Frankly, most species don't even need that much. However, I can see how caring would be all that humanity needs to move forward; I also happen to think that the bonds of love do humanity a service.
So do I, but I am still unclear as to how it came from evolution if caring does the job.

~Victor
 

Fatmop

Active Member
My purpose was only to show that "love" is difficult to fit into evolution because caring can do the job. See what I mean?
I do, and I'm glad we're on the same page now.

Following from what you said, which may or may not be true, you argued that the larger a species gets, the less need it has for 'love.'
Look backward a bit: what if this strong emotional attachment helped the earlier members of the species survive? If, when the population was small, love conferred survival benefits, then would it not follow that the species would not need to change? Even as it grew larger and 'love was not needed,' as you suggested, or 'love grew more vague,' humanity still had that instinct imprinted into it.
 

Jayhawker Soule

-- untitled --
Premium Member
Victor said:
My purpose was only to show that "love" is difficult to fit into evolution because caring can do the job. See what I mean?
I see that your statement betrays a fundamental misunderstanding of evolution. A trait/attribute/capability comes into being not because it's necessary but as an unintended consequence.
 

sandy whitelinger

Veteran Member
Deut. 10:19 said:
I see that your statement betrays a fundamental misunderstanding of evolution. A trait/attribute/capability comes into being not because it's necessary but as an unintended consequence.
I thought that a trait came into existence because it improved the survivability of the species. My point previously was that if love causes one to care for the weak then the species becomes weaker. The reply was that it is not weakness but survivability that ensures continuation of a trait.

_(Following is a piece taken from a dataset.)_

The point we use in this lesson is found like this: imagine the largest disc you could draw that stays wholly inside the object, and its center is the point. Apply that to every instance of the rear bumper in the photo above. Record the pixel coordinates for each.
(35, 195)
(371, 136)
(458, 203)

I would say that loving and caring for a weaker member or having to care for an unsurvivable infant for a number of years would weaken a species. Taking one individual and having them care for another would reduce that individuals ability to survive. This means that another individual is now responsible for three individuals (including themselves). Back in a time (evolutional speaking) when survival was difficult for humans (we aren't as large or invulnerable as say elephants, who care for their young for extended periods of time) this would not be advantageous and seemingly would cause extinction.

It would seem to me then that to exibit the characteristics of love would require outside assitance ie. God.
 

Quiddity

UndertheInfluenceofGiants
Deut. 10:19 said:
I see that your statement betrays a fundamental misunderstanding of evolution. A trait/attribute/capability comes into being not because it's necessary but as an unintended consequence.
I took it as such because if you read back on this thread it was presented as something "necessary" for a group of people to have a higher survival rate. But now that you have corrected, perhaps you can provide your thoughts on how it came to be.

~Victor
 

Quiddity

UndertheInfluenceofGiants
Fatmop said:
Look backward a bit: what if this strong emotional attachment helped the earlier members of the species survive? If, when the population was small, love conferred survival benefits, then would it not follow that the species would not need to change? Even as it grew larger and 'love was not needed,' as you suggested, or 'love grew more vague,' humanity still had that instinct imprinted into it.
Good point. You have officially clarified it for me. Thanks.

~Victor
 
Love is confined to the language it is spoken in, and in English, um, we be at a disadvantage, by comparisons to other older languages. Unless love is unspoken, in which case it devolved. It all does eventually. Love starts as a whisper, not a bang. A whisper makes you want to listen, whereas a bang destroys love. Oh, love is indestructable.
 

AtheistAJ

Member
John Eastern said:
Love is confined to the language it is spoken in, and in English, um, we be at a disadvantage, by comparisons to other older languages. Unless love is unspoken, in which case it devolved. It all does eventually. Love starts as a whisper, not a bang. A whisper makes you want to listen, whereas a bang destroys love. Oh, love is indestructable.
Maybe a feeling is indestructible (rhetorically), but it certainly can be turned around.